Respondent cites People v. Scott (1997) 15 Cal.4th 1188 (Scott), to contend that defense counsel was not incompetent because he presented a motion that had little, if any, chance of being granted. Scott was a death penalty case in which the Supreme Court found that counsel was not incompetent for presenting a defense that the court assumed "was a forlorn hope." In reaching this conclusion the court stated: "Many defenses are hopeless, or nearly so. A defense attorney has to make do with the facts presented. On this record, in light of defendant's confession, we cannot say counsel had a better alternative available." (Id. at p. 1215, italics added.) Scott is inapposite because here, defense counsel had a better alternative available: he could have advised Deltoro to accept the prosecution's proffered plea bargain. --------
In Alvernaz, the Supreme Court held that when counsel's deficient representation results in the defendant rejecting a plea offer, "[t]o establish prejudice, a defendant must prove there is a reasonable probability that, but for counsel's deficient performance, the defendant would have accepted the proffered plea bargain and that in turn it would have been approved by the trial court." (Alvernaz, supra, 2 Cal.4th at p. 937.)
Since Deltoro did not have a prior record, his acceptance of the prosecutor's plea offer would have resulted in only one felony conviction on his record instead of two. It would also have limited his maximum exposure to four years instead of five years (§§ 4573.6, subd. (a), 4574, subd. (a), 1170(h), & 1170.1, subd. (a)) if he violated probation. In view of the foregoing, we find it is reasonably probable Deltoro would have accepted the prosecutor's plea offer if defense counsel had not erroneously advised him that the trial court had jurisdiction to reduce his convictions.

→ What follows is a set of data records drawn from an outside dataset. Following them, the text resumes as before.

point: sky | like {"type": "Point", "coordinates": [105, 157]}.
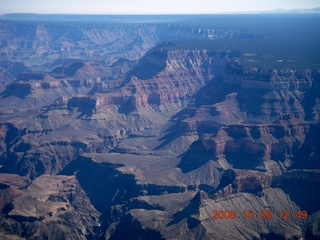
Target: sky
{"type": "Point", "coordinates": [150, 6]}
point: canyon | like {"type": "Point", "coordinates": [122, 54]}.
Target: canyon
{"type": "Point", "coordinates": [143, 129]}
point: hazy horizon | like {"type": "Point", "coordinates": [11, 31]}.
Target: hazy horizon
{"type": "Point", "coordinates": [151, 6]}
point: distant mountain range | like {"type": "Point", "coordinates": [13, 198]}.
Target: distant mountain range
{"type": "Point", "coordinates": [92, 17]}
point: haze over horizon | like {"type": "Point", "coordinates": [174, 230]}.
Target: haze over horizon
{"type": "Point", "coordinates": [150, 6]}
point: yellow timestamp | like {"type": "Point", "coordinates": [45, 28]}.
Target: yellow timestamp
{"type": "Point", "coordinates": [262, 214]}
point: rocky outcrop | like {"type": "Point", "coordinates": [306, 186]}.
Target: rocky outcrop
{"type": "Point", "coordinates": [54, 206]}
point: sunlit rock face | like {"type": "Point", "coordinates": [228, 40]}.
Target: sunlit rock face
{"type": "Point", "coordinates": [146, 131]}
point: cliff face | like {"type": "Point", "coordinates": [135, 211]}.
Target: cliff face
{"type": "Point", "coordinates": [114, 146]}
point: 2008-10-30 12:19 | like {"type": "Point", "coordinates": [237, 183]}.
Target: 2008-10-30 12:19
{"type": "Point", "coordinates": [262, 214]}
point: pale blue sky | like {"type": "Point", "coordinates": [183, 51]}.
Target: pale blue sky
{"type": "Point", "coordinates": [149, 6]}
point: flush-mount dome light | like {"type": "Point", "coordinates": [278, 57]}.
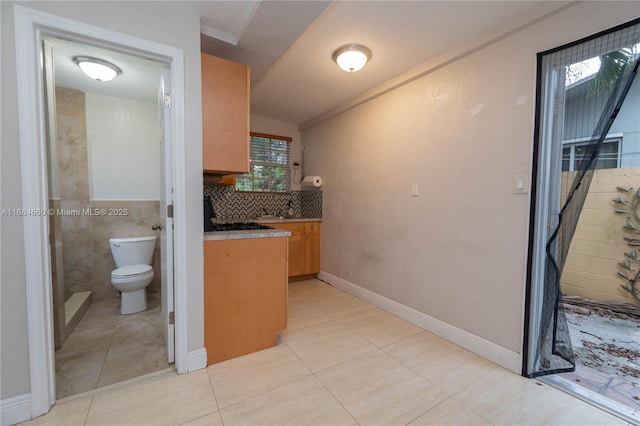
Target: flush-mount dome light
{"type": "Point", "coordinates": [97, 69]}
{"type": "Point", "coordinates": [352, 57]}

Further, it can be inferred from Deltoro's lack of a prior record and the court's failure to express any reservations about the prosecutor's proffered plea bargain that the court would have approved of that agreement if Deltoro had accepted it. Thus, we conclude that Deltoro was denied the effective assistance of counsel in entering his plea.
DISPOSITION
The judgment is vacated and the case is remanded to the trial court. On remand, the district attorney may elect, within 30 days of the issuance of the remittitur, to: (1) submit the previously offered plea bargain to the trial court for its approval; or (2) set the case for trial and, if the district attorney so chooses, resume the plea negotiation process. If the district attorney chooses to submit the previously offered plea bargain to the court and the court approves the plea bargain, the judgment shall be modified consistent with the terms of the plea bargain and as so modified, reinstated. (People v. Alvernaz (1992) 2 Cal.4th 924, 944.)